L’actif successoral comprenait notamment une parcelle de terrain, cadastrée section AA n°[Cadastre 4], et située [Adresse 14].
M. [R] [J] est décédé le 27 février 1982 et a laissé pour lui succéder son fils M. [B] [J]. Ce dernier est décédé le 7 juin 2005 et a laissé pour lui succéder sa fille Mme [I] [J] veuve [D].
M. [Z] [J] est décédé le 14 septembre 1983 sans postérité. Il a légué par testament le terrain précité à Mme [M] [E] veuve [O].
M. [U] [J] est décédé et a laissé pour lui succéder son épouse, aux droits de laquelle sont venus ses neveux.
Le 15 mars 2022, Me [S] [A], notaire à [Localité 13], a établi un acte de notoriété constatant l’usucapion trentenaire au profit de Mme [X] [O] épouse [H], venant aux droits de sa mère Mme [M] [E] veuve [O] décédée le 26 août 2006, sur le terrain précité.
Par acte authentique du 16 juin 2022 dressé par Me [S] [A], Mme [X] [O] épouse [H] a vendu ce terrain à la Sas Groupement d’études pour la promotion et la construction (Geppec) au prix de 180 000 euros.
Suivant actes de commissaire de justice des 23 et 30 décembre 2022, Mme [I] [J] veuve [D] a fait assigner Me [S] [A], Mme [X] [O] épouse [H], et la Sas Geppec devant le tribunal judiciaire de Rouen aux fins d’annulation de la vente à titre principal et en paiement de dommages et intérêts à titre subsidiaire.
Par ordonnance du 23 novembre 2023, le juge de la mise en état a :
— déclaré irrecevable l’action de Mme [I] [J] épouse [D] en raison de la prescription de l’option successorale et en l’absence de qualité d’héritière,
— condamné Mme [D] aux dépens,
— rejeté toutes demandes plus amples ou contraires.
Par déclaration du 14 décembre 2023, Mme [I] [J] veuve [D] a formé un appel contre l’ordonnance.
Un calendrier de procédure été notifié aux parties le 15 janvier 2024 en application des articles 905 et suivants du code de procédure civile.

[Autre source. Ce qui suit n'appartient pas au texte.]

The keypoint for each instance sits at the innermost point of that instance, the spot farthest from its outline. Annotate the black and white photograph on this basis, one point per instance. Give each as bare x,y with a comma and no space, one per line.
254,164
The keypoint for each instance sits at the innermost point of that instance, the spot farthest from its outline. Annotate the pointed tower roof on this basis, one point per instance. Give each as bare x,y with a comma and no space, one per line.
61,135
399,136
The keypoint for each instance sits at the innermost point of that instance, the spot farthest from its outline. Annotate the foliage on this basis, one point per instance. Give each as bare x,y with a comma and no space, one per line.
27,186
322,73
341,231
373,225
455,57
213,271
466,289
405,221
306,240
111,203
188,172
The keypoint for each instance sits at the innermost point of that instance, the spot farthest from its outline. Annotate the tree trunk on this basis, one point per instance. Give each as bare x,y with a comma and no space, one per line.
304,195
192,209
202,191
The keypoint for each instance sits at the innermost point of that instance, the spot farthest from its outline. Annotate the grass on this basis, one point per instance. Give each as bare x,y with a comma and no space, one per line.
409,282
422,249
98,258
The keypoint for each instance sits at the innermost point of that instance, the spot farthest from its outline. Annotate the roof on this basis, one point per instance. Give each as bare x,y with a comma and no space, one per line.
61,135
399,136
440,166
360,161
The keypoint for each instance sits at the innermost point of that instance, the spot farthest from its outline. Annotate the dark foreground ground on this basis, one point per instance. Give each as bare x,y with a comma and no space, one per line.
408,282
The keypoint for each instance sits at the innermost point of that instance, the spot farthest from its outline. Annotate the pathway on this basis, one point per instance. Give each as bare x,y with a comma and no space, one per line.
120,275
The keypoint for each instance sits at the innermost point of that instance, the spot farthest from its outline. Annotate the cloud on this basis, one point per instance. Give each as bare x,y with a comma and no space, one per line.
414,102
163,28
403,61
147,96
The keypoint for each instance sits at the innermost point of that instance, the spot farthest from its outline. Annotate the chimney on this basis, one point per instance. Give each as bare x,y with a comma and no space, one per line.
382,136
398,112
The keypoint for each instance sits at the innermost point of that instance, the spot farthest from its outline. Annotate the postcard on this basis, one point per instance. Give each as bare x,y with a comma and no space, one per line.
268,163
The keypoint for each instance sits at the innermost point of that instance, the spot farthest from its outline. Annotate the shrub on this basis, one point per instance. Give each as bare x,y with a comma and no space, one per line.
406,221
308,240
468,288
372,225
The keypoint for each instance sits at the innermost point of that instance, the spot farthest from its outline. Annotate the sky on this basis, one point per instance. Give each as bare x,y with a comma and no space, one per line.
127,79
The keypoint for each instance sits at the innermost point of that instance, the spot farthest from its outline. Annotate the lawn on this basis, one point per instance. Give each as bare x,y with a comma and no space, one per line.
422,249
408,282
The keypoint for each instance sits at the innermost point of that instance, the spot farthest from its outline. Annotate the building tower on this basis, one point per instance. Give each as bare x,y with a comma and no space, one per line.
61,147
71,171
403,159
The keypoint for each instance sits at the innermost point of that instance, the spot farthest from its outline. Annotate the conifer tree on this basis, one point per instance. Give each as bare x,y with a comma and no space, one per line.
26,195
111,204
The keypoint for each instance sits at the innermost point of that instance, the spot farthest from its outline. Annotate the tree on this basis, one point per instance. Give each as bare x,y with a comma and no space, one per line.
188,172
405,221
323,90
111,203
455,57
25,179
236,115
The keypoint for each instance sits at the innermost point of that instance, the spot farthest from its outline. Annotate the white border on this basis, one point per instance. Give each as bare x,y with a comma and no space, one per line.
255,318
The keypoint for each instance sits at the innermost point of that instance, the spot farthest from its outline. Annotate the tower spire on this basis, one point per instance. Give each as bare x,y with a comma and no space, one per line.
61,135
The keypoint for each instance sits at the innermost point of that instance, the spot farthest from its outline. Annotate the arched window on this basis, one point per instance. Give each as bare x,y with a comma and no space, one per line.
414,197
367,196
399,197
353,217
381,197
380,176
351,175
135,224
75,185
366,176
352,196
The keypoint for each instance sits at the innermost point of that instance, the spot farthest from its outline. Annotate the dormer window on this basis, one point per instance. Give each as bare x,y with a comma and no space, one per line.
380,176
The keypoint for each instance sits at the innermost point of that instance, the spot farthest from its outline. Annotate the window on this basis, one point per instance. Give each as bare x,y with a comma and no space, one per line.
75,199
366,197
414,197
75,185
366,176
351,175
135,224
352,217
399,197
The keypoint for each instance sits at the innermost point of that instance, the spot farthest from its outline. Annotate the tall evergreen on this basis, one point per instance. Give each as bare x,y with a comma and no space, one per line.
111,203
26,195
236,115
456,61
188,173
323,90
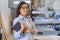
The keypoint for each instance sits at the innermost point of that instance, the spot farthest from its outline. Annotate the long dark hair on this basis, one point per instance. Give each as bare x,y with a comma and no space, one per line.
17,12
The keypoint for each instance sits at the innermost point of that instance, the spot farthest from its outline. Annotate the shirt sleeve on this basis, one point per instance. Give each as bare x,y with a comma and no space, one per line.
33,26
16,34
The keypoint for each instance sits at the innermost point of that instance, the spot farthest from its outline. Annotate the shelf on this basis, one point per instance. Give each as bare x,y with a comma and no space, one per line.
47,21
41,12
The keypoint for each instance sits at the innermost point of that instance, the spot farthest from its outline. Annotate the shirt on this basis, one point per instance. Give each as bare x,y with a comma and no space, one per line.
29,23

EXPOSÉ DES PRÉTENTIONS ET DES MOYENS DES PARTIES
Par dernières conclusions notifiées le 4 juin 2024, Mme [I] [J] veuve [D] demande, en vertu des articles 31 du code de procédure civile, 718, 777, 778, 781 et 789 anciens, 782, 783, 2234, 2235, et 2261 du code civil, de :
— voir infirmer l’ordonnance rendue par le juge de la mise en état le 23 novembre 2023 en ce qu’elle a :
. déclaré irrecevable l’action de Mme [I] [J] épouse [D] en raison de la prescription de l’option successorale et en l’absence de qualité d’héritière,
. condamné Mme [D] aux dépens,
statuant à nouveau, voir
— débouter Mme [X] [H] de sa demande de prescription et, de facto, déclarer recevable l’action de Mme [I] [J] veuve [D],
— donner acte de ce qu’elle renonce à poursuivre la nullité de la vente,
— condamner Mme [X] [H] à lui verser 2 000 euros en application de l’article 700 du code de procédure civile,
— condamner Me [A] à lui verser 2 000 euros en application de l’article 700 du code précité,
— renvoyer l’affaire devant le tribunal judiciaire de Rouen,
— condamner conjointement Mme [X] [H] et Me [A] aux entiers dépens.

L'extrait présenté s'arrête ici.